O programa nuclear do Irã continua a ser um ponto focal de tensões globais, especialmente após recentes ações coordenadas por Estados Unidos e Israel contra instalações cruciais. Apesar de alegações ocidentais de que esses ataques visavam frear as ambições nucleares de Teerã, especialistas e a Agência Internacional de Energia Atômica (AIEA) expressam preocupações persistentes. A questão central reside na capacidade de o Irã retomar o enriquecimento de urânio em um futuro próximo.

Rafael Grossi, diretor-geral da AIEA, contradiz as afirmações de que o programa nuclear iraniano foi erradicado. Em entrevista à CBS News, Grossi afirmou que “as capacidades que eles (os iranianos) têm estão lá” e previu que “em questão de meses, eu diria, algumas cascatas de centrífugas poderão estar girando novamente”. Suas declarações contrastam com a visão otimista do ex-presidente americano Donald Trump, que havia declarado ter “obliterado completa e totalmente” o programa nuclear iraniano.

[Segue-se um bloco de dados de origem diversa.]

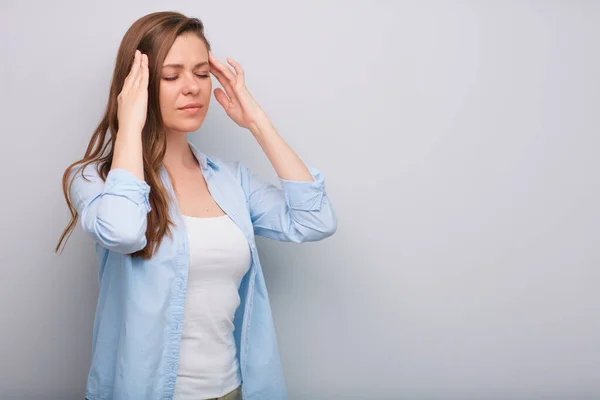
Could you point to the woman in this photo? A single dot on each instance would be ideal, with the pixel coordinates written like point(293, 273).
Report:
point(183, 311)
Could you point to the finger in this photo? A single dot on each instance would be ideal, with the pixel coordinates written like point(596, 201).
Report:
point(129, 81)
point(222, 68)
point(222, 98)
point(145, 71)
point(238, 69)
point(224, 82)
point(140, 71)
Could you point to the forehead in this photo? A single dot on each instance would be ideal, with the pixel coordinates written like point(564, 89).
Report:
point(188, 48)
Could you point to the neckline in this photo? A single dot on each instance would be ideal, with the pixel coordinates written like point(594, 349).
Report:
point(206, 218)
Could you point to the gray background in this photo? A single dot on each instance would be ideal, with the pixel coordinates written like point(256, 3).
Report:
point(459, 140)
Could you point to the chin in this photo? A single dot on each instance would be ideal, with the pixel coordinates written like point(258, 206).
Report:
point(186, 126)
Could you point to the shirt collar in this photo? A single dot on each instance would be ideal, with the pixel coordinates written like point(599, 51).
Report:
point(203, 158)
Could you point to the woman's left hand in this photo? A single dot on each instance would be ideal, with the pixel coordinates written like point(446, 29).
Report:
point(239, 105)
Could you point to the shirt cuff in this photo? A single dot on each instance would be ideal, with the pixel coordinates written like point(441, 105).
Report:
point(120, 182)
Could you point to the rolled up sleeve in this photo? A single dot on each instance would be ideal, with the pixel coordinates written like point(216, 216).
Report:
point(299, 211)
point(113, 212)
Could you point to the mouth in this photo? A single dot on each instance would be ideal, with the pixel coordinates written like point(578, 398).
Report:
point(191, 109)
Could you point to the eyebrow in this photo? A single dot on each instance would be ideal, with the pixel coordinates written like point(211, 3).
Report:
point(180, 66)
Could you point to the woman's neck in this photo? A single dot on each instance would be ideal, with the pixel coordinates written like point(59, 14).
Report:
point(178, 154)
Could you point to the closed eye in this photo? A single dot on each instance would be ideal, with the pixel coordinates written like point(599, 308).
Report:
point(172, 78)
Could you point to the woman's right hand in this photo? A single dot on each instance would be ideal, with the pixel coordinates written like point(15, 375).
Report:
point(133, 100)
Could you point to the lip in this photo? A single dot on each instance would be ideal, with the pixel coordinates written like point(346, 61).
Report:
point(192, 108)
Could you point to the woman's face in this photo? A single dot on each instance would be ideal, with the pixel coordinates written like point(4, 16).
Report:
point(185, 85)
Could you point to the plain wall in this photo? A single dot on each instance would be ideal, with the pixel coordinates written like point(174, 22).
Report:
point(459, 140)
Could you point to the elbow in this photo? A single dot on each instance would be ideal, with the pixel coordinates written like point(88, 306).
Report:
point(330, 227)
point(122, 238)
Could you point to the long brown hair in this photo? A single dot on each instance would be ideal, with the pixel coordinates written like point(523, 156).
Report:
point(153, 34)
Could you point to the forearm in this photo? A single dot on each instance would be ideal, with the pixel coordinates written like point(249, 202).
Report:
point(285, 161)
point(127, 153)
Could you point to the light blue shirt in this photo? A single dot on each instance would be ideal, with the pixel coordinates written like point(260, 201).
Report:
point(139, 315)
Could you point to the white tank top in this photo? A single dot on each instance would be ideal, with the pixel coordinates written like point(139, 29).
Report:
point(219, 259)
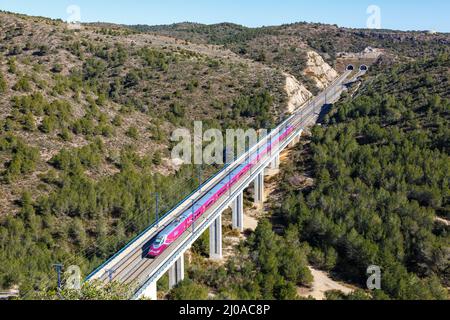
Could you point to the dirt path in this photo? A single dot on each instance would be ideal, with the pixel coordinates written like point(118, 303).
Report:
point(321, 284)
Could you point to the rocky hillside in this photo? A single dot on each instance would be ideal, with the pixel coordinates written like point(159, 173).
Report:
point(85, 123)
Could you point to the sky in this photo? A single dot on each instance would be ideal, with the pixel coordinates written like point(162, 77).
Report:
point(394, 14)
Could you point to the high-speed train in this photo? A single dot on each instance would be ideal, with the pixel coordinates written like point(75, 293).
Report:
point(183, 222)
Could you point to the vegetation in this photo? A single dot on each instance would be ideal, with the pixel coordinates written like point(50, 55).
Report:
point(381, 171)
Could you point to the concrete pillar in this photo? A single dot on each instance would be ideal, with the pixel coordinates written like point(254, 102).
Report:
point(238, 213)
point(259, 188)
point(176, 272)
point(215, 239)
point(151, 292)
point(275, 164)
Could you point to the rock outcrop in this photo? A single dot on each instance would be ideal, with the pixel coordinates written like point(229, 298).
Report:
point(297, 93)
point(318, 70)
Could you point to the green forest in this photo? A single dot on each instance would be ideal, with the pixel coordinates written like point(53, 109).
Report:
point(381, 167)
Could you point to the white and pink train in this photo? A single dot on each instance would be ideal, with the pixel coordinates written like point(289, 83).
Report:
point(183, 222)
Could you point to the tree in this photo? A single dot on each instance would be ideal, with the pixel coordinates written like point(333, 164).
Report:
point(189, 290)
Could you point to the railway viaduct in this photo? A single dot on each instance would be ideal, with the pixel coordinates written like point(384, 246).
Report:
point(131, 265)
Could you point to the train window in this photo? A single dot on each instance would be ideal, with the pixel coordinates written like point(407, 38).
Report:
point(159, 241)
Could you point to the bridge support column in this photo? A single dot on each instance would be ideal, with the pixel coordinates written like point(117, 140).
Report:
point(215, 239)
point(238, 213)
point(259, 188)
point(151, 292)
point(176, 272)
point(275, 164)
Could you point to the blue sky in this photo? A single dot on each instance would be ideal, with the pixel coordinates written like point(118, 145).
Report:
point(395, 14)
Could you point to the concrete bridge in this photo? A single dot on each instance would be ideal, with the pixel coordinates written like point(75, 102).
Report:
point(131, 265)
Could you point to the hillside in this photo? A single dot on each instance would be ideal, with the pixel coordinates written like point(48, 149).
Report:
point(283, 46)
point(85, 125)
point(86, 118)
point(368, 187)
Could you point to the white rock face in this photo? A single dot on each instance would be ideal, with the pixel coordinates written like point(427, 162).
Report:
point(297, 93)
point(318, 70)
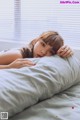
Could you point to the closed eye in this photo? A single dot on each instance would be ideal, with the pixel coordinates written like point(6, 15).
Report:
point(52, 52)
point(43, 44)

Análises da Agência de Inteligência de Defesa do Pentágono indicam que, embora as instalações tenham sofrido danos, o impacto geral foi limitado. Estima-se que o programa tenha sido atrasado em aproximadamente seis meses. Essa avaliação é corroborada por interceptações de comunicações iranianas, divulgadas pelo The Washington Post, nas quais oficiais minimizam a severidade dos ataques.

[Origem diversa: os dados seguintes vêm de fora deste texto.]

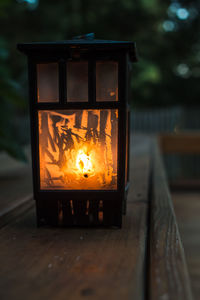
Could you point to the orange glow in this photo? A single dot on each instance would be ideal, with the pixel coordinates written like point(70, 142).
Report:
point(78, 149)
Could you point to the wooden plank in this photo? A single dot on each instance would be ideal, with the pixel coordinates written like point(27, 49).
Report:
point(53, 263)
point(168, 271)
point(182, 143)
point(187, 209)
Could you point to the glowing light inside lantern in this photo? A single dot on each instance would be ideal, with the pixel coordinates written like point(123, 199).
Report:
point(83, 163)
point(78, 149)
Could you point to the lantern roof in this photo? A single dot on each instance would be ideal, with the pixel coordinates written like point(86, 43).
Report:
point(80, 42)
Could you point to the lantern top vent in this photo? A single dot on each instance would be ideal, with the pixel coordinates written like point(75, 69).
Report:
point(86, 42)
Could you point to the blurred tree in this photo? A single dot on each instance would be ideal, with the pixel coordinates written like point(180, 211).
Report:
point(166, 33)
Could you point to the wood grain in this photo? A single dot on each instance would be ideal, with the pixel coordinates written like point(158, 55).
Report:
point(187, 209)
point(168, 277)
point(49, 263)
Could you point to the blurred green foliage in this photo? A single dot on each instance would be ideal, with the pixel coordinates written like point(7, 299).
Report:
point(166, 33)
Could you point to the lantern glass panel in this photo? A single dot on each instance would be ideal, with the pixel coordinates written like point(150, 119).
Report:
point(78, 149)
point(77, 81)
point(47, 82)
point(107, 81)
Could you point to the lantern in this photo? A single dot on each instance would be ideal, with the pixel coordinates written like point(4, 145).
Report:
point(79, 129)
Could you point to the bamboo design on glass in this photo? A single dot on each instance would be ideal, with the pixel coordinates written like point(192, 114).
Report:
point(78, 149)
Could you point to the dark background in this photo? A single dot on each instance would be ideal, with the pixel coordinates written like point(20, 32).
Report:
point(166, 34)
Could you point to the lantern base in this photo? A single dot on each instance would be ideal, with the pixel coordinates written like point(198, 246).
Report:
point(70, 213)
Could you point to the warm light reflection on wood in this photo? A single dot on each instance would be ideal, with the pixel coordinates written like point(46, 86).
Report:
point(78, 149)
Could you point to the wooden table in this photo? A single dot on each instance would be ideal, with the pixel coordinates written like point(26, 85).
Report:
point(143, 260)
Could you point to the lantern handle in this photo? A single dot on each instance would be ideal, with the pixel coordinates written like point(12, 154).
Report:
point(87, 36)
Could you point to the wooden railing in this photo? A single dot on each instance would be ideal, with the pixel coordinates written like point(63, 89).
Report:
point(180, 143)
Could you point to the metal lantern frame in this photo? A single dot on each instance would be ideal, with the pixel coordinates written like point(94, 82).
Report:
point(111, 203)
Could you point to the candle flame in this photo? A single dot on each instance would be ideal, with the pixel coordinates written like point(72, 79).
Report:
point(84, 163)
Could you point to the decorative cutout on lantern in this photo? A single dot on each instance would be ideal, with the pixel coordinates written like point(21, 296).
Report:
point(78, 149)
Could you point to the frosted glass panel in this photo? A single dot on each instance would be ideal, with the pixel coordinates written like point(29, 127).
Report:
point(78, 149)
point(106, 81)
point(47, 82)
point(77, 81)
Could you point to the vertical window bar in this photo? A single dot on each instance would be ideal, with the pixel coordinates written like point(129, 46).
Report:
point(92, 80)
point(62, 81)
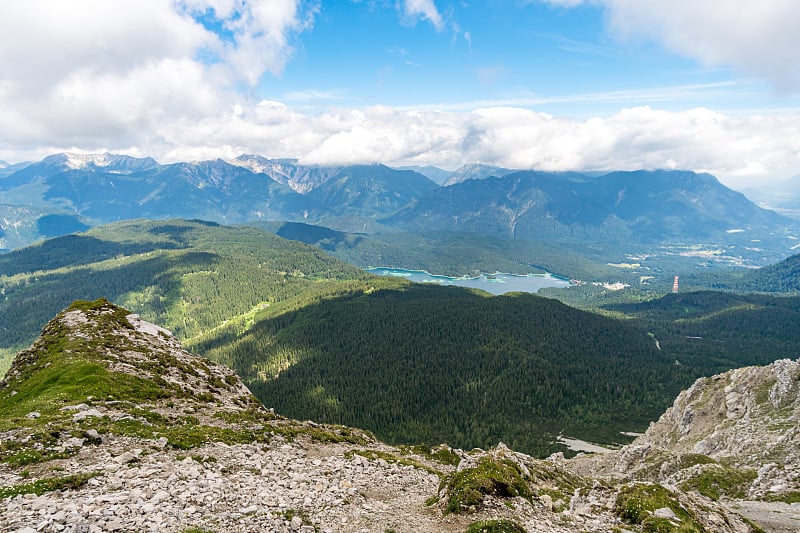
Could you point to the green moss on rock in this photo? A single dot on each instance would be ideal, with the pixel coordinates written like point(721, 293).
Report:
point(467, 488)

A preocupação agora se volta para a localização dos estoques de urânio enriquecido. Há relatos de que parte do material nuclear pode ter sido realocado para locais seguros antes dos ataques, segundo fontes israelenses. Além disso, autoridades israelenses sugerem que grandes volumes permanecem soterrados sob os escombros, particularmente em Fordow e Isfahan, mas a extração representa um risco ambiental significativo.

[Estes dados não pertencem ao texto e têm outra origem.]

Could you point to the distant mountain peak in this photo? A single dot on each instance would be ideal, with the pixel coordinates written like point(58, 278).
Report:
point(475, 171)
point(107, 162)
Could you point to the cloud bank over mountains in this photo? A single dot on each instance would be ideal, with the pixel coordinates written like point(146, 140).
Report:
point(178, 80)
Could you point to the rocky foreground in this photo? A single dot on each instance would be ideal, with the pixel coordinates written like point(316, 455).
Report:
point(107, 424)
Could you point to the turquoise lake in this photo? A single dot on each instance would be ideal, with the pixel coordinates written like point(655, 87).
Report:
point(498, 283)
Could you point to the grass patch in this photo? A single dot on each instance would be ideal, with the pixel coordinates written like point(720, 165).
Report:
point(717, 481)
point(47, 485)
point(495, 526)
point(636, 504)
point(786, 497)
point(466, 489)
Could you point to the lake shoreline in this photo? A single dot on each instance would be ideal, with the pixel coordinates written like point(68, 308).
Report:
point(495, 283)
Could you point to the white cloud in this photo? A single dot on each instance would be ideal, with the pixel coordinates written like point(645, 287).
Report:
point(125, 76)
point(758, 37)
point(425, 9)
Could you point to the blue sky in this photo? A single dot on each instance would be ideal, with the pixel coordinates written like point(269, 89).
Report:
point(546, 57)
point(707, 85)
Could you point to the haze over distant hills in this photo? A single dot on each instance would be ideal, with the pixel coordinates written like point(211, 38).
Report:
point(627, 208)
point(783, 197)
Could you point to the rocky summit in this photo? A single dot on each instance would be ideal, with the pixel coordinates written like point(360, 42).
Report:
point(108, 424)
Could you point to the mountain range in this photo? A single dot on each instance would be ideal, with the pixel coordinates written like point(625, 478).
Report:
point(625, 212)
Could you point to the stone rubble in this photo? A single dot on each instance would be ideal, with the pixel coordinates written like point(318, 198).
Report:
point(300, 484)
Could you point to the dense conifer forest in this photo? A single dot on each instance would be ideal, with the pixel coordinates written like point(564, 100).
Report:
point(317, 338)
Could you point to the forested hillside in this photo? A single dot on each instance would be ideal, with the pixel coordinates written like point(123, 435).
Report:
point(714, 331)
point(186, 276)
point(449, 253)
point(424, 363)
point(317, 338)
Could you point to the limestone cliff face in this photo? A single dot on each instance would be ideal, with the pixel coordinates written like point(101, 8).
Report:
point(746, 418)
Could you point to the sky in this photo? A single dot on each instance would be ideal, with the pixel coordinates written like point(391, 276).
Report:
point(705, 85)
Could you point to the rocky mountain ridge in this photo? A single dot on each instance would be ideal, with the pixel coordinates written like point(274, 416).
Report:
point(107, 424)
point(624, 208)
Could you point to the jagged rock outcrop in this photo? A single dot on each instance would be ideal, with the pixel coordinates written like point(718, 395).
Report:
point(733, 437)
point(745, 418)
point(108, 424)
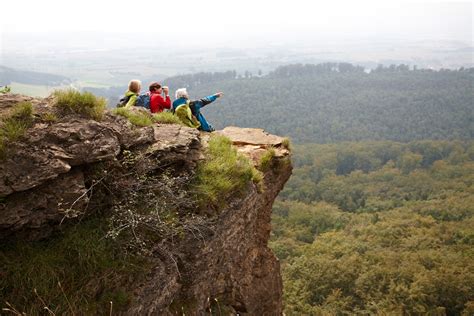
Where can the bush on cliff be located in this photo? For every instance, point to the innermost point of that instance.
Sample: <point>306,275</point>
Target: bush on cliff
<point>84,103</point>
<point>223,173</point>
<point>145,118</point>
<point>78,272</point>
<point>14,125</point>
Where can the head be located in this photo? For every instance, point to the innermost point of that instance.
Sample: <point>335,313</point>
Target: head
<point>155,87</point>
<point>182,93</point>
<point>135,86</point>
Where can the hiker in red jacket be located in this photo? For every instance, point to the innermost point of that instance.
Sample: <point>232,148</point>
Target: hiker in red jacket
<point>157,102</point>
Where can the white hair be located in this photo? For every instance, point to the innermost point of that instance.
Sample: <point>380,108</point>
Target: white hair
<point>181,93</point>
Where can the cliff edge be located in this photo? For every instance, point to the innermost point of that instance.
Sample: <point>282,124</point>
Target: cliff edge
<point>199,257</point>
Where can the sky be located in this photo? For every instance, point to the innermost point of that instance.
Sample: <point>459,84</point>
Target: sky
<point>217,22</point>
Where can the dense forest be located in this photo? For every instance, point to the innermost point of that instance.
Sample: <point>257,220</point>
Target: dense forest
<point>378,227</point>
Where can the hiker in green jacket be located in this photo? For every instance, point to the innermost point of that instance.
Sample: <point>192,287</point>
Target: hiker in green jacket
<point>134,87</point>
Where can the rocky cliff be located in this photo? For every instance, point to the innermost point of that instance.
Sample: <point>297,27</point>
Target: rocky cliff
<point>70,168</point>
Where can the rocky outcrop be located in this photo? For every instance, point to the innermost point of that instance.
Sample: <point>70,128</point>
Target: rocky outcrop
<point>231,269</point>
<point>52,176</point>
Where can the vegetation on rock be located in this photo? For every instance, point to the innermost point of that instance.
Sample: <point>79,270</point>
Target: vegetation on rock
<point>144,118</point>
<point>224,174</point>
<point>77,272</point>
<point>83,103</point>
<point>14,125</point>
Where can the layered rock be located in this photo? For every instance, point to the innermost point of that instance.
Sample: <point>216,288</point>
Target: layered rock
<point>48,179</point>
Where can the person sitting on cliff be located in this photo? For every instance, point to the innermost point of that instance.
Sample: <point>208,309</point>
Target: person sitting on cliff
<point>158,102</point>
<point>189,112</point>
<point>134,87</point>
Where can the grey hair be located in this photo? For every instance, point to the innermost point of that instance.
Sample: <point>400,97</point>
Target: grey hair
<point>181,93</point>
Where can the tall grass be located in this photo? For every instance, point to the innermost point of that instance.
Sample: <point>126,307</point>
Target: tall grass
<point>84,103</point>
<point>137,118</point>
<point>166,118</point>
<point>223,174</point>
<point>79,272</point>
<point>14,125</point>
<point>145,118</point>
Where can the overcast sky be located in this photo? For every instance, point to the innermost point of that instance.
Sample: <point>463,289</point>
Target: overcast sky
<point>213,21</point>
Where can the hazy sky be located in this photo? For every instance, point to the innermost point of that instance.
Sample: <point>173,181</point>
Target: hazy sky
<point>213,21</point>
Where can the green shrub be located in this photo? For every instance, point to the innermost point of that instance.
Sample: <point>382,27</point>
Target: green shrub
<point>49,117</point>
<point>223,174</point>
<point>14,125</point>
<point>5,90</point>
<point>138,118</point>
<point>78,272</point>
<point>166,118</point>
<point>266,160</point>
<point>84,103</point>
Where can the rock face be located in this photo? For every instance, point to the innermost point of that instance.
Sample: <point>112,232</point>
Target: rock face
<point>50,178</point>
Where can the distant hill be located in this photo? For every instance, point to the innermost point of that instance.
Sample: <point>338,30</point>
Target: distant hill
<point>329,103</point>
<point>9,75</point>
<point>335,102</point>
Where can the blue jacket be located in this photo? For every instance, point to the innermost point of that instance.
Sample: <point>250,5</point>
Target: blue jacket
<point>196,106</point>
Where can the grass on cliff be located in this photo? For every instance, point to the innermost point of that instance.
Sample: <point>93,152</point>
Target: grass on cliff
<point>83,103</point>
<point>78,272</point>
<point>14,125</point>
<point>223,174</point>
<point>145,118</point>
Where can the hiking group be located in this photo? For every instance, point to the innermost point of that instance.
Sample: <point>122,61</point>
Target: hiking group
<point>157,100</point>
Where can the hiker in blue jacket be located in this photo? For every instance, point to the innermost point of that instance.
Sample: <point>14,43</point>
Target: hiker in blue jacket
<point>189,112</point>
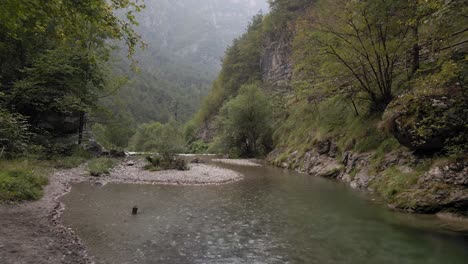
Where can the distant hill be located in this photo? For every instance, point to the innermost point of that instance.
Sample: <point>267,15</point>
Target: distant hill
<point>186,41</point>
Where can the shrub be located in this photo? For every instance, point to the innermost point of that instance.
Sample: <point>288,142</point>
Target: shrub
<point>101,166</point>
<point>166,139</point>
<point>20,184</point>
<point>77,157</point>
<point>244,124</point>
<point>14,133</point>
<point>166,162</point>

Diante desse cenário, a falta de transparência do governo iraniano agrava a incerteza. O embaixador do Irã nas Nações Unidas, Amir-Saeid Iravani, reiterou que o enriquecimento de urânio “nunca parará”, defendendo o “direito inalienável” do país de desenvolver atividades nucleares pacíficas. Essa postura sublinha a determinação de Teerã em manter sua infraestrutura nuclear, mesmo em face da pressão internacional. A situação complexa exige vigilância constante e a busca por soluções diplomáticas para evitar uma escalada da tensão geopolítica.